Because virtually all other work variables (occupation, industry, sector, job training, job autonomy) can be expected to mediate the effects of education, values, and family formation, too, their inclusion in the Oaxaca-Blinder decomposition renders the decomposition results uninformative for its designed purpose, an assessment of the explanatory power of education-related variables relative to family formation. Table 2 (replication 2C) therefore shows results from a decomposition that excludes the work-related variables. These more meaningful results are in line with those from the previous sequential decomposition (Table 1, replication C) as they suggest that education, family formation, and values all independently explain sizeable shares of the income gap (Table 2, replication 2C).

Based on my preferred decomposition (Table 1, replication 1C), I conclude that values and family formation each explain approximately 15% of the gender income gap. Given that only few respondents (12%) have entered parenthood yet, I consider this to be a sizeable contribution of family formation.Footnote 5

5 Conclusion

In a highly cited 2007 article, Bobbitt-Zeher (2007) assessed the roles of education and family formation for generating income inequality between young college-educated women and men. Her analysis produced results which led her to conclude that educational factors, in particular gender segregation in college majors, clearly dominate over family formation which she found to be entirely irrelevant for the explanation of economic gender inequality.

I argued here that Bobbitt-Zeher’s conclusions concerning the effects of family formation and values must be revoked because her analysis misspecified and misallocated the hypothesized gendered effect of family formation in both relevant decompositions and, in addition, was conducted on a sample restricted in a way that negatively biases the estimated contributions of family formation and values.
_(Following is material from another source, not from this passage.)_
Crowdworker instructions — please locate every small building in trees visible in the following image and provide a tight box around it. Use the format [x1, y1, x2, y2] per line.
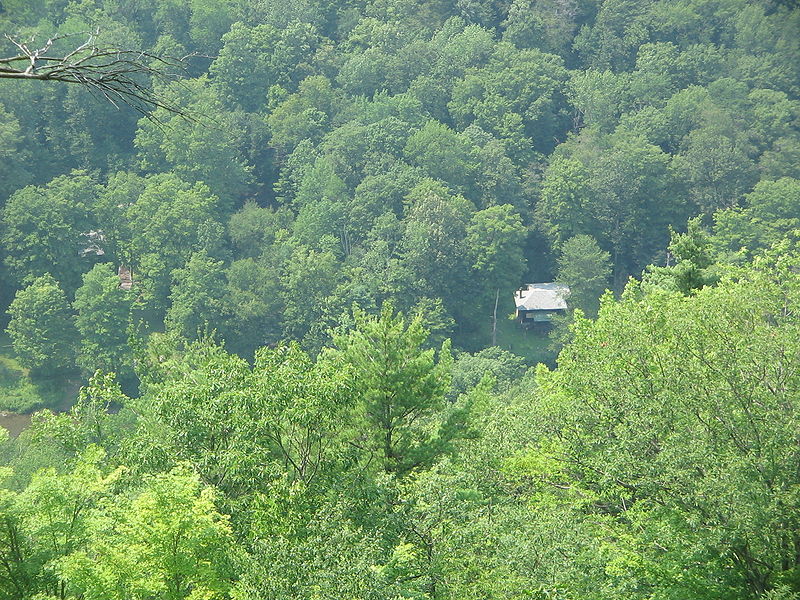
[514, 283, 570, 324]
[118, 265, 133, 291]
[79, 230, 106, 257]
By way of replication I showed that when correcting for these shortcomings, the combined importance of family formation and values is comparable in magnitude to that of education-related factors. The results from another replication I conducted on comparable German data further corroborate my argument (Ochsenfeld 2016b).

Bobbitt-Zeher’s original finding of a null effect for family formation can be interpreted to suggest that improvements to the work-family compatibility of workplaces or to family policies would not have the potential to reduce the gender income gap. My finding that family formation and values in sum explain almost as much as education suggests the opposite. The analysis was conducted on a sample of young persons who only recently graduated from college and of whom only a small minority have children yet. Hence, the findings refer to a point in the life course when the importance of educational factors for gender inequality is at its maximum and the importance of family formation still close to its minimum. The more persons enter parenthood and the more years pass after graduation from college, the more will education’s relative importance diminish (Braakmann 2013) and family formation’s role increase. The mechanisms that bring about the motherhood penalty range from discrimination against mothers (Correll et al. 2007) to work organization (Goldin and Katz 2016), to gendered parenthood roles (Grunow et al. 2012), their interaction with family policy (Gangl and Ziefle 2009, 2015; Ochsenfeld 2012), and employment mismatch (Soerenson and Dahl 2016). These mechanisms deserve a prominent place both in our search for the causes of economic gender inequality and the design of solutions to it.